As manobras inusitadas de Giulio Andreotti enviaram um rugido pela Itália e chamaram a atenção. Os jornais intitularam ‘Operação Giulio‘ num jogo de palavras sobre a ‘Operação Gladio‘ e, entre 50.000 e 400.000 pessoas irritadas, assustadas e furiosas organizadas pelo PCI, marcharam pelo centro de Roma numa das maiores manifestações na capital em anos cantando e carregando faixas: ‘Queremos a verdade.’ Alguns manifestantes fantasiados de gladiadores. Enquanto o líder do PCI, Achille Occhetto, dizia à multidão na praça del Popolo que esta marcha forçará o governo a revelar os segredos obscuros há muito retidos: ‘Estamos aqui para obter a verdade e transparência. ‘ (22)
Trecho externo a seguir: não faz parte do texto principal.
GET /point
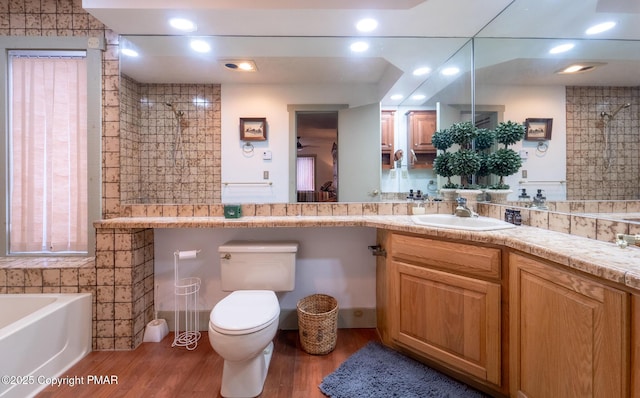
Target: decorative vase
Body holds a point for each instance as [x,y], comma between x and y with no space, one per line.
[471,195]
[498,195]
[448,193]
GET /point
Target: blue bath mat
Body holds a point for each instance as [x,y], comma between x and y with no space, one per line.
[376,371]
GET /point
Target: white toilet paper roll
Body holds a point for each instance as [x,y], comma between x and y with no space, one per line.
[187,254]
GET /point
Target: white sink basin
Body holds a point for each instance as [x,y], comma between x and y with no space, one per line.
[467,223]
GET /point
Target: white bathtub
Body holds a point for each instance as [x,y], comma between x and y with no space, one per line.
[41,336]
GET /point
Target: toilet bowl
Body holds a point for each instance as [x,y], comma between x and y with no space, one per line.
[243,324]
[241,329]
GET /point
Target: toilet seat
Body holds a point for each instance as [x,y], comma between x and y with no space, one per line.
[244,312]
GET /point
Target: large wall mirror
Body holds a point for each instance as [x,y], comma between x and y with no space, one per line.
[173,99]
[180,114]
[523,65]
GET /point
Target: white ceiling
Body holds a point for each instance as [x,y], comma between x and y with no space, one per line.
[306,42]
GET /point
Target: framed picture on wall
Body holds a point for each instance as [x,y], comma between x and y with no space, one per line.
[538,129]
[253,128]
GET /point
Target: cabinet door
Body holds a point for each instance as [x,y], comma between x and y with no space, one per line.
[450,318]
[569,334]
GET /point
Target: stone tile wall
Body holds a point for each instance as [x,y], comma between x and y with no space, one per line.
[602,154]
[170,154]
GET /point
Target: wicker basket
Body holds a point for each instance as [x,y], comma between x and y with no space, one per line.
[318,323]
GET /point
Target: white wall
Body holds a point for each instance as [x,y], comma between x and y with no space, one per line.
[334,261]
[522,102]
[270,101]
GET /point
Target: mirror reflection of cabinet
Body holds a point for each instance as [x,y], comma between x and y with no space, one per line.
[387,131]
[422,125]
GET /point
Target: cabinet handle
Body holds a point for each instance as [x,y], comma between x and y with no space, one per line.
[378,251]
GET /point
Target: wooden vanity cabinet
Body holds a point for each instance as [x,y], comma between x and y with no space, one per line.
[444,302]
[387,123]
[421,126]
[569,333]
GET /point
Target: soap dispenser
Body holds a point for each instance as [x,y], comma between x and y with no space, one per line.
[539,200]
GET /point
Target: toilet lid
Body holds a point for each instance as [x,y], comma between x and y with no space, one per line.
[245,311]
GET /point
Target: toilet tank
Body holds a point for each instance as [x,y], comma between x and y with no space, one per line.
[258,265]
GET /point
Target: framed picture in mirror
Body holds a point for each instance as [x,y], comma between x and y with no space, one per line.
[538,129]
[253,128]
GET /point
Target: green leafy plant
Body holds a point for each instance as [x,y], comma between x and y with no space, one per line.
[463,134]
[442,166]
[442,140]
[466,162]
[484,139]
[503,162]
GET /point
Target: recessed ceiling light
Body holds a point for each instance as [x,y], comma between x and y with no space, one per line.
[367,25]
[359,46]
[244,65]
[450,71]
[200,46]
[129,52]
[183,24]
[579,68]
[421,71]
[599,28]
[561,48]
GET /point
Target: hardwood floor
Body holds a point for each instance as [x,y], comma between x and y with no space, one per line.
[157,370]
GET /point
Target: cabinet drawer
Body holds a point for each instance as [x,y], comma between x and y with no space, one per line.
[457,257]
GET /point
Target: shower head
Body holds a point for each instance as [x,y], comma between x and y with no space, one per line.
[610,116]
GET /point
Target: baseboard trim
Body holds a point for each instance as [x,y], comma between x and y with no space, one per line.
[348,318]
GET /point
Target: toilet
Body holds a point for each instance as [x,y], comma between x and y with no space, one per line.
[243,324]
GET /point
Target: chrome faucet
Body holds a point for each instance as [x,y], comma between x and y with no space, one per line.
[462,210]
[623,240]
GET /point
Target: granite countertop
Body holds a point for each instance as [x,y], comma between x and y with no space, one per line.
[602,259]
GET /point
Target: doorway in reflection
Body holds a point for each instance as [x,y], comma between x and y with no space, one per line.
[317,156]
Em 24 de Outubro, o senador Gualtieri tinha o relatório de Andreotti sobre o ‘SID paralelo’ de volta nas suas mãos. Encurtada em duas páginas, essa versão final tinha agora apenas dez páginas. Gualtieri comparou-o com as fotocópias feitas da primeira versão e imediatamente notou que partes sensíveis, especialmente sobre a ligação internacional e organizações secretas semelhantes em outros países tinham sido cortadas.  Além disso, a organização paralela secreta, que antes tinha sido falada no presente, implicando existência contínua, era agora falada no pretérito. A estranha estratégia de Andreotti de enviar um documento, retirá-lo e alterá-lo, apenas para devolver um novo, nada poderia esconder. Observadores concordam que a manobra necessariamente chamou a atenção exactamente para as partes modificadas, daí a dimensão internacional do caso, só para tirar algum peso dos ombros de Andreotti. Mas nenhum apoio internacional estava disponível.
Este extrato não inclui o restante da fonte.